En el contexto actual, caracterizado por el conflicto que se desarrolla en suelo ucranio entre Rusia y el bloque occidental, ha de entenderse que esos “intereses fundamentales” se refieren a la determinación del gobierno de Vladimir Putin de remontar el acoso y el cerco progresivo con que, desde la caída de la Unión Soviética, en 1991, Washington y sus aliados han intentado eliminar a la Federación Rusa como potencia geopolítica. La referencia es también para la hostilidad de ese mismo bloque y su pertinaz injerencismo en los asuntos internos de China, particularmente respecto a la reintegración de la isla de Taiwán a la soberanía de Pekín.
Las expresiones de Li y de Xi deben leerse también como una respuesta contundente a los recientes posicionamientos del G-7 (grupo que reúne a los siete países más ricos de Occidente: Estados Unidos, Canadá, Japón, Francia, Reino Unido, Alemania e Italia), que el domingo “instó” al gigante asiático a presionar a su socio “para que detenga su agresión militar y retire de inmediato, completa e incondicionalmente sus tropas de Ucrania”. Fue un llamamiento que se neutralizó a sí mismo desde el primer momento, pues pidió a China que abandonara a su aliado pero, al mismo tiempo, Washington la calificaba de mayor amenaza a sus intereses y reiteraba su decisión de organizar una coalición internacional para impedirle el acceso tanto a semiconductores de alta tecnología como a los instrumentos para fabricarlos, en un intento explícito de descarrilar su economía y su desarrollo militar.
El mensaje es claro: China no sólo no presionará a Rusia, sino que la apoyará de manera decidida, si bien hasta ahora no existe ningún indicio de que la ayuda incluya asistencia bélica susceptible de ser utilizada en el teatro de operaciones de Ucrania.
Este estrechamiento de las relaciones Moscú-Pekín no es gratuito; por el contrario, supone la única salida que estas potencias han encontrado al hostigamiento sistemático de Estados Unidos y los países que se han plegado a sus intereses.
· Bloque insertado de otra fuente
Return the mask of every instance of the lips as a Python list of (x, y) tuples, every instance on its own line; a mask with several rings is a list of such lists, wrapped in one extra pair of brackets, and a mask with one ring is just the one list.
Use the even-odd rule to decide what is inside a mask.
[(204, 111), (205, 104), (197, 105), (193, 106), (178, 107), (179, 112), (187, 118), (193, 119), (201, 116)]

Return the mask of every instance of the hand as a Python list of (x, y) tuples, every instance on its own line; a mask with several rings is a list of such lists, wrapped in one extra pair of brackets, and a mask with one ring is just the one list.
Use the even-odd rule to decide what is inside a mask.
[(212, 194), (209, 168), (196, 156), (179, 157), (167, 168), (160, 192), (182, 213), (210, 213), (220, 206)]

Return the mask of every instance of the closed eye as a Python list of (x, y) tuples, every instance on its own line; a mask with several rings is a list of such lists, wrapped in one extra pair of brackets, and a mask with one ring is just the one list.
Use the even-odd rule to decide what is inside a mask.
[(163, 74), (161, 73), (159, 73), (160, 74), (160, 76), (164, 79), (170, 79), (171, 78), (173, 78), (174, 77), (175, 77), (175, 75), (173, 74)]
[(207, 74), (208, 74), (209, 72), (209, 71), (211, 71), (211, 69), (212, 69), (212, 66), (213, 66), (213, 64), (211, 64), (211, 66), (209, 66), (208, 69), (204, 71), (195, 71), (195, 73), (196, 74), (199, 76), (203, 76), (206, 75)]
El ejemplo más inmediato de las políticas antirrusas es la escalada armamentística promovida a Kiev, a cuyo gobierno se han entregado armas cada vez más poderosas, algunas de las cuales no pueden justificarse como parte de un arsenal defensivo. Es pertinente señalar, en este contexto, que el entrenamiento de pilotos ucranios en el uso de los cazas polivalentes F-16, anunciado por el presidente Joe Biden el fin de semana, introduce un factor muy peligroso en la ya delicada situación en Europa Oriental, pues la eventual entrega de aviones de combate de alta tecnología es una amenaza estratégica directa a la seguridad rusa. Una vez que las aeronaves se encuentren a disposición de Kiev, el supuesto compromiso de Volodymir Zelensky de no emplearlas contra territorio ruso será papel mojado, como lo fue la promesa de Washington de no expandir la Organización del Tratado del Atlántico Norte (OTAN) hacia el este.
El hecho es que se avanza hacia un conflicto que el propio Occidente ha modelado como bipolar al arrinconar simultáneamente a Rusia y China, sea amenazando con llevar los misiles de la OTAN a las puertas mismas de Moscú, o bien con el reforzamiento de una presencia armada intimidatoria en toda la región Asia-Pacífico y la injerencia ilegal en los problemas nacionales de Pekín. Si esta hostilidad injustificada no se detiene, terminará por consolidar un polo euroasiático binacional y una nueva rivalidad Este-Oeste de consecuencias indeseables para todo el planeta.